This was my first year of not having to take classes. Instead, I interned for three quarters in the Social Science Core undergraduate course Self, Culture and Society. An intern is a graduate student who is being trained to teach the course. When I come back from the field I’ll be expected to teach the full course myself. There is a lot of competition for these internships, because unlike other universities where there are more undergrads than grad students and thus plenty of work for grad students as TAs, the University of Chicago has more grad students than undergrads, and thus presents fewer opportunities for grad students to get any teaching experience.

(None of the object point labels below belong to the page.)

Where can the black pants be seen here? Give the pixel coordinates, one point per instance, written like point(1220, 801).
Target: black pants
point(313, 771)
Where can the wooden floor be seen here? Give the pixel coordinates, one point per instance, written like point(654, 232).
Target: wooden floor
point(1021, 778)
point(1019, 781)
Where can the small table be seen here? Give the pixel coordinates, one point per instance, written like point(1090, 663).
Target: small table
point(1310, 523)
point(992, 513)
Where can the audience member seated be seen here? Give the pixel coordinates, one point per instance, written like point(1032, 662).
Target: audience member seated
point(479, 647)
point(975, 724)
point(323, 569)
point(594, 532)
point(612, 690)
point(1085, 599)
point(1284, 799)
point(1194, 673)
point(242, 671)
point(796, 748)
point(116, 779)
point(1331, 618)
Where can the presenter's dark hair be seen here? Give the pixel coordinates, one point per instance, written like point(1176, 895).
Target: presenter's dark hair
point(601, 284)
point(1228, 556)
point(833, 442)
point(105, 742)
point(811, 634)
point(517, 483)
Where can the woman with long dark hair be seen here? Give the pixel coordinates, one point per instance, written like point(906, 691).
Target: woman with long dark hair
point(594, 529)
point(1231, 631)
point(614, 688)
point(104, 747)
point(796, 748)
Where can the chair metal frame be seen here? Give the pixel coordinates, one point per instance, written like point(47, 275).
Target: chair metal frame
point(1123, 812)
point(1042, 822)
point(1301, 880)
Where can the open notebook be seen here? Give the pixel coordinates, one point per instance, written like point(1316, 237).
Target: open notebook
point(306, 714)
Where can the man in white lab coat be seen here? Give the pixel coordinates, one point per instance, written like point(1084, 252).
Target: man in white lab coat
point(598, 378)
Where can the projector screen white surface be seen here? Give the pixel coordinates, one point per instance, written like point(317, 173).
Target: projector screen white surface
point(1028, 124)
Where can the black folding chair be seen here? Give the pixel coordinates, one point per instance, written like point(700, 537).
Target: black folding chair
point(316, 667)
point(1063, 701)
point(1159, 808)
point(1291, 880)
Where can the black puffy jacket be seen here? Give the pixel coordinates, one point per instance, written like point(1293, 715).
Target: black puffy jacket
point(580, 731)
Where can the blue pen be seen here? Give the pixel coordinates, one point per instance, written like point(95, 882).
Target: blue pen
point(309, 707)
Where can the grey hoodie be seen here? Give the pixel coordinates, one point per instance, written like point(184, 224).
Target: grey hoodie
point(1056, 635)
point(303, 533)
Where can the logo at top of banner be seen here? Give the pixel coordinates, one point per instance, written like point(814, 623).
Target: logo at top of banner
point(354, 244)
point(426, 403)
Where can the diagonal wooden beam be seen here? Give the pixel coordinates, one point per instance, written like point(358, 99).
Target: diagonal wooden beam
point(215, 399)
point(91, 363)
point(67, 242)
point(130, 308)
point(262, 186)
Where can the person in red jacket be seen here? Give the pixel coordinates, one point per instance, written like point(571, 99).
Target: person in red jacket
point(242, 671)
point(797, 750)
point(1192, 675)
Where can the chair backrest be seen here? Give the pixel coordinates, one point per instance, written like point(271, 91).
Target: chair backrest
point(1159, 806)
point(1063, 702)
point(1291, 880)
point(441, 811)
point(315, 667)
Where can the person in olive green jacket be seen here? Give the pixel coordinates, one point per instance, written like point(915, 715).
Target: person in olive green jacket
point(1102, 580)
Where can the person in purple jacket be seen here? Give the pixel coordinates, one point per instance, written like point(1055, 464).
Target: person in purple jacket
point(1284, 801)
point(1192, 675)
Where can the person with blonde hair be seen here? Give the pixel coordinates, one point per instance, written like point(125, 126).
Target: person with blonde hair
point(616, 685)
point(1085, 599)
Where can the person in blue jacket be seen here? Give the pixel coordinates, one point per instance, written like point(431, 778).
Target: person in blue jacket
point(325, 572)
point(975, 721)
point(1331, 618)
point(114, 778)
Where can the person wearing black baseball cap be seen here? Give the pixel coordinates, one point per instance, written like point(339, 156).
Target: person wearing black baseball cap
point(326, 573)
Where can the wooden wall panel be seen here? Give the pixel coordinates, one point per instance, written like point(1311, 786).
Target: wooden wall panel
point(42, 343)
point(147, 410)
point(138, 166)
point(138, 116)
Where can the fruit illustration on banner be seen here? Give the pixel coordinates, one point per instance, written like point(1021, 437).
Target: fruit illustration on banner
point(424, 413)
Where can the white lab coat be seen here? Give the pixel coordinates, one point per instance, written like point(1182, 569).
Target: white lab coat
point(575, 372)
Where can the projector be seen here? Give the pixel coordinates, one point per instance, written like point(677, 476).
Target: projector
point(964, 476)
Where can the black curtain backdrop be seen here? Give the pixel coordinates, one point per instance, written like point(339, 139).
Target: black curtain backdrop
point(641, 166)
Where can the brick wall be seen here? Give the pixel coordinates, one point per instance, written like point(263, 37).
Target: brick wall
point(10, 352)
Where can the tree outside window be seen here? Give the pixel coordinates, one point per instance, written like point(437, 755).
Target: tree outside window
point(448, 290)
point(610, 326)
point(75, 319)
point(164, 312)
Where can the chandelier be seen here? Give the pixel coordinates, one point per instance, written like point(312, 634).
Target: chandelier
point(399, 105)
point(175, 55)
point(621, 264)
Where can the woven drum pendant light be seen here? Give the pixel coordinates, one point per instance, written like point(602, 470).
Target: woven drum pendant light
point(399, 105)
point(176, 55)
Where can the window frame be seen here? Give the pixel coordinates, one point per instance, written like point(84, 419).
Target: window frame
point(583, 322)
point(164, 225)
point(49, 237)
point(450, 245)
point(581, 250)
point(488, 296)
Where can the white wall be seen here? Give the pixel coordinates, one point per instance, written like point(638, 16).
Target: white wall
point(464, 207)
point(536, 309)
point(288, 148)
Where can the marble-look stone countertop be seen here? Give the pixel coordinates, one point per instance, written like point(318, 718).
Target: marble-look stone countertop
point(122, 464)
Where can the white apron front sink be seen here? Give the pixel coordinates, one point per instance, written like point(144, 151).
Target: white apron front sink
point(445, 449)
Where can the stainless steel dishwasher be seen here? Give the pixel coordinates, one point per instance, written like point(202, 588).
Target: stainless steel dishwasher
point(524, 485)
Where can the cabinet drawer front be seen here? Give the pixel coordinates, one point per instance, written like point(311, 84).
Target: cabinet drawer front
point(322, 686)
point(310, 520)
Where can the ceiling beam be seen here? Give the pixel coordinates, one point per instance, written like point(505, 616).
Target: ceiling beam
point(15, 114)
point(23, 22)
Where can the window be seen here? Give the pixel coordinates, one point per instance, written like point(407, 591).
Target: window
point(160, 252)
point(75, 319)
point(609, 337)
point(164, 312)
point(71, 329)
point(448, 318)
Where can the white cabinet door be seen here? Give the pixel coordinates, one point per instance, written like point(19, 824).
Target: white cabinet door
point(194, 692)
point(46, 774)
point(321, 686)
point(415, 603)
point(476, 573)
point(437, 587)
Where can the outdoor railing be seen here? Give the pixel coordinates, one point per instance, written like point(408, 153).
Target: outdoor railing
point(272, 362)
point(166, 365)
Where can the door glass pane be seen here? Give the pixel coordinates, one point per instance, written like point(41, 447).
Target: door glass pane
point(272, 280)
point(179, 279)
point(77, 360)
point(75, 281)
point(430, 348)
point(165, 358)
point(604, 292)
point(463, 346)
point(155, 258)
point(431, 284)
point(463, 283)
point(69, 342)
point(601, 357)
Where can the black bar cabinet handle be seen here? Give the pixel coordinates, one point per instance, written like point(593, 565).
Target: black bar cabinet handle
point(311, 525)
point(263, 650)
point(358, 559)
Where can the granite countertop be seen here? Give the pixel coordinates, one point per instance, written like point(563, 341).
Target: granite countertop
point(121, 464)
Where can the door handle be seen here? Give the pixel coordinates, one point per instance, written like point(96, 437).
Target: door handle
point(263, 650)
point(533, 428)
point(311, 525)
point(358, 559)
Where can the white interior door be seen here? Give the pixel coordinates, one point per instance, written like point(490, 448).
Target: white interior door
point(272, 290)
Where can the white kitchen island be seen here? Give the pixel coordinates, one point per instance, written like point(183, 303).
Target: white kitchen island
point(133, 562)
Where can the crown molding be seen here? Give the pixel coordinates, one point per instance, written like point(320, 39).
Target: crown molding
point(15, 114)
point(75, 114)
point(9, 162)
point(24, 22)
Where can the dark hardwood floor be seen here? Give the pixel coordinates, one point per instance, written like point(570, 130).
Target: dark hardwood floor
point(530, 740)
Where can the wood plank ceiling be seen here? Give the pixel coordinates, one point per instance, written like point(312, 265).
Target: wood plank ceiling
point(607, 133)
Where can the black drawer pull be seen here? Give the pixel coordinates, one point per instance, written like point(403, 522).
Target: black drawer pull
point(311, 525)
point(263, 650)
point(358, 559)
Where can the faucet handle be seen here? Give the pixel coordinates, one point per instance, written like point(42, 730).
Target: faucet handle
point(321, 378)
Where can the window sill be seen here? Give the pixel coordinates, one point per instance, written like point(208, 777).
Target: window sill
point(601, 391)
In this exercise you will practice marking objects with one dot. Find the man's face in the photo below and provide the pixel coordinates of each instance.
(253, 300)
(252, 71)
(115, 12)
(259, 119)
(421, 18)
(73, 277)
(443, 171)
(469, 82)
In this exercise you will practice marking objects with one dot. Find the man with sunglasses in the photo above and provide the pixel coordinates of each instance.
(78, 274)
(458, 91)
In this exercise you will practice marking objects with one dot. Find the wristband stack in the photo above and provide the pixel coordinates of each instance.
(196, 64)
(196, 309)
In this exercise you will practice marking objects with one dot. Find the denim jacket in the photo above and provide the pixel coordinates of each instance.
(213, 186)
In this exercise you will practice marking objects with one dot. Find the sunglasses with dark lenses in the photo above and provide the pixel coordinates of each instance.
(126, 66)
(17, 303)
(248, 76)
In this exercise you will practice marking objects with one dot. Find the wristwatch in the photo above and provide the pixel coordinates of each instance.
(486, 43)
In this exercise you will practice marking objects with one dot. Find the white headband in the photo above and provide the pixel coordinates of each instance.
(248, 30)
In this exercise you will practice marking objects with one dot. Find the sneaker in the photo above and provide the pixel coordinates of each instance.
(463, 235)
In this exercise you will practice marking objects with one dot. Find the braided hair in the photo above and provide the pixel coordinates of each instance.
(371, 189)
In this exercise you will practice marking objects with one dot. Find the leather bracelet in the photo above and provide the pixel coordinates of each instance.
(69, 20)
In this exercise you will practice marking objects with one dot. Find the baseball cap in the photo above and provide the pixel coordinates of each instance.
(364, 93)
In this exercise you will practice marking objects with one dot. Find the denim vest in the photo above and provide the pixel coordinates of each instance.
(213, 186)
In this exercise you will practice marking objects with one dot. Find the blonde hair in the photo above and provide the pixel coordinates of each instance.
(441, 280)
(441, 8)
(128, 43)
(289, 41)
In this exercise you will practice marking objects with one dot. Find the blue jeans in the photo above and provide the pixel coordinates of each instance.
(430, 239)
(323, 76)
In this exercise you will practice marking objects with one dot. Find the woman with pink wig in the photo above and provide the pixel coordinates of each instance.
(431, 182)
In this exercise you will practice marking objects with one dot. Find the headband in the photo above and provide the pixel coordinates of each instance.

Self, Culture and Society is, essentially, an introduction to the ways in which the social sciences have engaged with ideas of, you guessed it, the self, culture, and society. So, we read people like Adam Smith, Marx, Durkheim, Freud, and Foucault. Each quarter I interned with a different professor, and I basically sat there and listened while they taught, occasionally interjecting usually unwelcome comments and looking a little like a strange, older undergraduate. I was supposed to teach one class each quarter, but in the Winter quarter I had to teach several classes when the professor became unavailable suddenly. This meant that I had to teach, on very short notice, Theodore Adorno’s essay The Fetish Character of Music and the Regression in Listening. I’m not sure the kids got much from that particular class. I actually received a horrifically bad evaluation from one student, but I reckon one bad review out of sixty or so isn’t too bad. Anyway, I really enjoyed teaching, which is good because I hear it’s a big part of being a professor…
In April we learned that both Amy and I had won Fulbright-Hayes Doctoral Dissertation Research Abroad grants. This means that we each get the money necessary to go away and do our research. It was a phenomenal feeling to realize that the work we’d been training to do for so long was actually going to happen. It’s hard to express this aspect of graduate school to people. That you’d get into a Ph.D. program, take classes for years, and then not be able to do your dissertation work and thus graduate seems pretty strange, but it’s a very real possibility. I know intelligent and hardworking graduate students with interesting research topics who, for whatever reason, have been unable to secure funding. They have to reapply with new and improved proposals, which takes a year, and there’s no guarantee that the new proposal will be funded either. I know of a few grad students who couldn’t get funding and had to leave their programmes. I mean, I know that no time spent learning is wasted, but feckin’ hell, I’d go mental if all the work I’d done for four years, not to mention the money I’d spent, had been for naught. Nightmare!
In the Summer I won, miraculously, a Provost’s Summer Fellowship, which allowed me to pay rent. In the Autumn I prepared for and took my qualify exams, which I’ve written about already. I also managed to take care of a couple of long-standing incompletes that had been with me for a while, and began an intensive French class to help me pass my language exam, which will be in February.
In sum, it was a very successful year. I got some teaching experience, which is hard to come by here. I secured funding for my dissertation research, as did Amy, which is a huge weight off our shoulders. Finally, I passed my exams, and with only minor psychological damage. I think I finally realized the extent to which graduate school is all about competition and ambition. But hey, I’m not complaining. Even though it can be stressful and hard, it can also be, as in the case of teaching those classes, incredibly rewarding. I feel very, very lucky to be doing what I’m doing. As the man said, sure it’s indoor work with no heavy lifting.